名義変更の手続きをすすめるために相続登記のご説明を差し上げたところ、「山林は登記せず放置します・・」とおっしゃられました。
聞くところによると、山林を持っている近隣の方も相続登記を放置していて、登記されている所有者がすでに何代も前の方で現在の所有者は誰だかまったくわからない状況とのこと。
登記をしなくても、相続財産である以上相続人に所有者としての責任がかかる場合があることはご説明したのですが、相続人からすると使えず売れもしない山林の名義書き換えに費用をかけてまで手続きしようとは思いませんよね。

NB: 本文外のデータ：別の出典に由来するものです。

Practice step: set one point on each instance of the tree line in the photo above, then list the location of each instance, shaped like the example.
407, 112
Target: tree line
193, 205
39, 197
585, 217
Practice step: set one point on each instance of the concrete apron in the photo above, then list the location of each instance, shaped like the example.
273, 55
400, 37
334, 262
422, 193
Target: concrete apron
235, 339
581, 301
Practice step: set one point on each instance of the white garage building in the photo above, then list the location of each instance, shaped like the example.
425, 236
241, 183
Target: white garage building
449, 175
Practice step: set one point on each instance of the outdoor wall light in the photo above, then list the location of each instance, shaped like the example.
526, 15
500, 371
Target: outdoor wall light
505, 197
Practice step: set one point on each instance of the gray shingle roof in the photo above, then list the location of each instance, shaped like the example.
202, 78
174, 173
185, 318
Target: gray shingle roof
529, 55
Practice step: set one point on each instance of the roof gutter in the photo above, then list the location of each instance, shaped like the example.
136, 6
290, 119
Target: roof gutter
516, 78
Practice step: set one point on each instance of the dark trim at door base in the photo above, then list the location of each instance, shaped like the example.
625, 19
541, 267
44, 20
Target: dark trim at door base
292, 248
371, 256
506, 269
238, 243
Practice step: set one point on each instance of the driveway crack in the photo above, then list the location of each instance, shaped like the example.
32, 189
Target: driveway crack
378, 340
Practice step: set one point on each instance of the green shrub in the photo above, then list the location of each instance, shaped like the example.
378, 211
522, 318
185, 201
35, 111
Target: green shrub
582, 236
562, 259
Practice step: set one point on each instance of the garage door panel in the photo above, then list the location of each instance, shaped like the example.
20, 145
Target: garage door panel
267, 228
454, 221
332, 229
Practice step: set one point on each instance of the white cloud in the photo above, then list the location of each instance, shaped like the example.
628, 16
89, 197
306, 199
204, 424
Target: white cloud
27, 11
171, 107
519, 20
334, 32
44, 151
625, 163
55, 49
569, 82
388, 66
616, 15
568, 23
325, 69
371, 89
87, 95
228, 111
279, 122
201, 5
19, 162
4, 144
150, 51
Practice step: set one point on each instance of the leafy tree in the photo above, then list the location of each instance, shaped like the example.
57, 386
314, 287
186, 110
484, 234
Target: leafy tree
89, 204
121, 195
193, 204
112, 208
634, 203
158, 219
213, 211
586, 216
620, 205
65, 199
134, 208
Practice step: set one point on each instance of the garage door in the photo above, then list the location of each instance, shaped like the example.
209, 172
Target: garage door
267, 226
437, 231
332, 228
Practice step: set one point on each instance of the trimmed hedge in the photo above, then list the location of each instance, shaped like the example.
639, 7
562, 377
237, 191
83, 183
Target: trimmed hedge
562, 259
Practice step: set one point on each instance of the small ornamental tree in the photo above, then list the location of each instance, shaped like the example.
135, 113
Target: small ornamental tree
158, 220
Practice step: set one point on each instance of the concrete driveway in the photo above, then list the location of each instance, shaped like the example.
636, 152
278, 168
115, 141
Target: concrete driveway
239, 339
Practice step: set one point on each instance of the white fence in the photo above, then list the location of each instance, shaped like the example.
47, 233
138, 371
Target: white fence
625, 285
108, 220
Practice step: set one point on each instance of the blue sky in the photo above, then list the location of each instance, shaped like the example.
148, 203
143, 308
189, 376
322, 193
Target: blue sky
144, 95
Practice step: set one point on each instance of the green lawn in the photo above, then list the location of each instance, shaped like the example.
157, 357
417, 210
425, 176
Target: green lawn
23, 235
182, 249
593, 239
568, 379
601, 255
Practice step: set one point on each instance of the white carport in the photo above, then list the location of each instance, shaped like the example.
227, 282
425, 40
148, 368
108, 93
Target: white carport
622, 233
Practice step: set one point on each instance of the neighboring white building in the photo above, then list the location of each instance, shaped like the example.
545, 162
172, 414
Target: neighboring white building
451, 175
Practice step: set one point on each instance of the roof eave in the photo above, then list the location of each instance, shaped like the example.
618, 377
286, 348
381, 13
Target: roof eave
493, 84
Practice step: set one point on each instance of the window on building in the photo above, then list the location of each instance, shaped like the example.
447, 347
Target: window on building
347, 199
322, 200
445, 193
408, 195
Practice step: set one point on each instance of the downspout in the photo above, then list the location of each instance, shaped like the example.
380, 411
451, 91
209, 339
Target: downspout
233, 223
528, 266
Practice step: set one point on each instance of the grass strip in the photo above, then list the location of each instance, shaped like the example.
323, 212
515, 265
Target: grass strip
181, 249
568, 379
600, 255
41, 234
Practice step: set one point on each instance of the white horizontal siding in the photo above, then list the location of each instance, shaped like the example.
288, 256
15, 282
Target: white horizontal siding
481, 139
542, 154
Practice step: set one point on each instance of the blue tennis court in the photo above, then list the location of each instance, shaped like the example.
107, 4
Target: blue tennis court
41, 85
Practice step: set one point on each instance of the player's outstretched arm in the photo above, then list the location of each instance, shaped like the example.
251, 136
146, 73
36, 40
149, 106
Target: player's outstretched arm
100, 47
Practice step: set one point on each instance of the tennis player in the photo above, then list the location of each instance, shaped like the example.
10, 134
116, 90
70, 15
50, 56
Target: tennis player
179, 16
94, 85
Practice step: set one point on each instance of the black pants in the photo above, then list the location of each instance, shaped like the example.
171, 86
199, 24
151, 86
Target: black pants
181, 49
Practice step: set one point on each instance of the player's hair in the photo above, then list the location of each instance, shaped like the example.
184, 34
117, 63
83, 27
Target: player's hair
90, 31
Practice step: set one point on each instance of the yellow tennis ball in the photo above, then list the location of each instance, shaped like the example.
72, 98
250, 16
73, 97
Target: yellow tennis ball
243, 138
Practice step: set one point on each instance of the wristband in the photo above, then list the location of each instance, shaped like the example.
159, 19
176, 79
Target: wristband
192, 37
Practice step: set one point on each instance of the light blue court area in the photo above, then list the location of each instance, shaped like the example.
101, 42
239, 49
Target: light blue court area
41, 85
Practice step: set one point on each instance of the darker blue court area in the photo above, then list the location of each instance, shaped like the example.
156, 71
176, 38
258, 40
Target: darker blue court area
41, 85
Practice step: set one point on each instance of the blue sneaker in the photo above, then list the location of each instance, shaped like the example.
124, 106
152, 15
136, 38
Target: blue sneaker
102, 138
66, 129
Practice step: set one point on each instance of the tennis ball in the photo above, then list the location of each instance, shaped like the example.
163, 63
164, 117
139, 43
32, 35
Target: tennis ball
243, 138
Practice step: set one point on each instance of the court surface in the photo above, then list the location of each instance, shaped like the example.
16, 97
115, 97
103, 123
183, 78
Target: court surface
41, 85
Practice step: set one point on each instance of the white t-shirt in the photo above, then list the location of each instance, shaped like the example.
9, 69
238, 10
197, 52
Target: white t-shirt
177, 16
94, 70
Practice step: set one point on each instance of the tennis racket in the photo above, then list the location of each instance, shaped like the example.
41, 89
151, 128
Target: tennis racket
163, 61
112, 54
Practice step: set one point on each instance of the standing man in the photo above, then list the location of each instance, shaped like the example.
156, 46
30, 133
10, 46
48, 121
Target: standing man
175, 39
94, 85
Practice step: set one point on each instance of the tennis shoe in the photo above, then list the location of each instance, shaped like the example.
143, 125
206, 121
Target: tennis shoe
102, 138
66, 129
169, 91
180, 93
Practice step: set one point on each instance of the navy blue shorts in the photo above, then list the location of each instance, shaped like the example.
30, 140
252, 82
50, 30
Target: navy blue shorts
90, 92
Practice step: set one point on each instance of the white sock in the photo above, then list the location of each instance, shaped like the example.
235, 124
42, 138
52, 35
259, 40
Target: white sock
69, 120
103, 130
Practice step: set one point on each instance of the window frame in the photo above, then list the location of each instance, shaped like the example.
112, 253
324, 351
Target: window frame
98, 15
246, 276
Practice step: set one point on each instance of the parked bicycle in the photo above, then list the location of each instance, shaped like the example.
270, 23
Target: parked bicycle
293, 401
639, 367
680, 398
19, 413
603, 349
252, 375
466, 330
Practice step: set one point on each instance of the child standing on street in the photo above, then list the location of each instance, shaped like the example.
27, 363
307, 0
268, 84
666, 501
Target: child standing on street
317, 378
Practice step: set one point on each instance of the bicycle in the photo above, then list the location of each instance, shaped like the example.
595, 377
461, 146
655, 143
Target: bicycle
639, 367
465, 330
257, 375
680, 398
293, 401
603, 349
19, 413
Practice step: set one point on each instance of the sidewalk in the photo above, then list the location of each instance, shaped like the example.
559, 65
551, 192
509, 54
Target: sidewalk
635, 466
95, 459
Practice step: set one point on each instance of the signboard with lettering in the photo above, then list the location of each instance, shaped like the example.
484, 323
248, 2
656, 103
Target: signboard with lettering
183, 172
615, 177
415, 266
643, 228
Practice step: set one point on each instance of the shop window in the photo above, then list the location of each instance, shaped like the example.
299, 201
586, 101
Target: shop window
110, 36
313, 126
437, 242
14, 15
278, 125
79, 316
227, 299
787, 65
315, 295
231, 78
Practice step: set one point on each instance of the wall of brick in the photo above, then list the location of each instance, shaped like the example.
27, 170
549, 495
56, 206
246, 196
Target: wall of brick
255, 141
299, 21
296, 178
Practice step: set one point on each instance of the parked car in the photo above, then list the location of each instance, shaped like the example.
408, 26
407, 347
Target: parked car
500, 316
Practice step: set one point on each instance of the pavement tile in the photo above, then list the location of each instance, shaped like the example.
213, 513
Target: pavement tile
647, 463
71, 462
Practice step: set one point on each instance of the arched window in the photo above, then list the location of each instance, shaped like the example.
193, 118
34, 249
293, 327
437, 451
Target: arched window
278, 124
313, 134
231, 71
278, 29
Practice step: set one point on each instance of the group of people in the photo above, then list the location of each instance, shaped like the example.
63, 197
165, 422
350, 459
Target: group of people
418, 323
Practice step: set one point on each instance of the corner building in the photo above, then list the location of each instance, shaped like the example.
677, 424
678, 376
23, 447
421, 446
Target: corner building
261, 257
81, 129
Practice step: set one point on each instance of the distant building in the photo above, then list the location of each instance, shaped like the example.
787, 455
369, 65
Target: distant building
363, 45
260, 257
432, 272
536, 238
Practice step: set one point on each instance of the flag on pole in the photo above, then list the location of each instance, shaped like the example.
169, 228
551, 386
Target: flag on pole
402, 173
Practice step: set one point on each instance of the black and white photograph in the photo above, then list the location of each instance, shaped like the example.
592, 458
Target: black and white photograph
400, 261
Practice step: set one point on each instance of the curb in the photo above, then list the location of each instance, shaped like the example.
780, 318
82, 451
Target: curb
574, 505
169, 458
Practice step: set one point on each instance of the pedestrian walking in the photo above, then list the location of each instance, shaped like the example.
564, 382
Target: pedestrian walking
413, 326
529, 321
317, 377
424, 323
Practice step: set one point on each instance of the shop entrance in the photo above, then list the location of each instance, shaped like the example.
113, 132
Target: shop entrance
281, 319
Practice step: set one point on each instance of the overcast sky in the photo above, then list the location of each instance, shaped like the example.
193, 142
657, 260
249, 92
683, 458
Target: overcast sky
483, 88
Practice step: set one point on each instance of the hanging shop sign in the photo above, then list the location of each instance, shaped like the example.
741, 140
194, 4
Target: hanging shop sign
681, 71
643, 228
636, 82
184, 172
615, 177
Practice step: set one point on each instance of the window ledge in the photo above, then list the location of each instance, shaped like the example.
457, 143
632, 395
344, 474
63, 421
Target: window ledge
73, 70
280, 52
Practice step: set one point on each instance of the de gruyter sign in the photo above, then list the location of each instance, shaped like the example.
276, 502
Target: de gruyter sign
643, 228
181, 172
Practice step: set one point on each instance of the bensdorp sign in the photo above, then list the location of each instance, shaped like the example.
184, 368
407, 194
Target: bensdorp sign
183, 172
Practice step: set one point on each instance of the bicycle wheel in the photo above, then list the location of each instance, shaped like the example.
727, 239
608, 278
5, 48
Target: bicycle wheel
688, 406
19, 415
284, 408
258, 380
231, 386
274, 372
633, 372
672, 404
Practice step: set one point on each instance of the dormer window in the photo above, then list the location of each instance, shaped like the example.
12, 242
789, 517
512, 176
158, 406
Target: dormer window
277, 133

このように所有者が不明となっていき、山林の手入れが疎かになってくることで、災害時に土砂崩れや倒木などを引き起こすことにもつながりかねません。
現在の民法では、所有権を放棄することは認められていないため、第三者へ所有権を移転しなければ、所有者としての責任から免れることはできません。やはり、所有者不明の土地を新たに生み出さないために、一定の要件で所有権が放棄できるような政策は絶対に必要となりますね。
日本の国土の3分の2は森林と言われてますので、この問題を放置することによる将来の弊害は相当なものとなりそうです・・・・。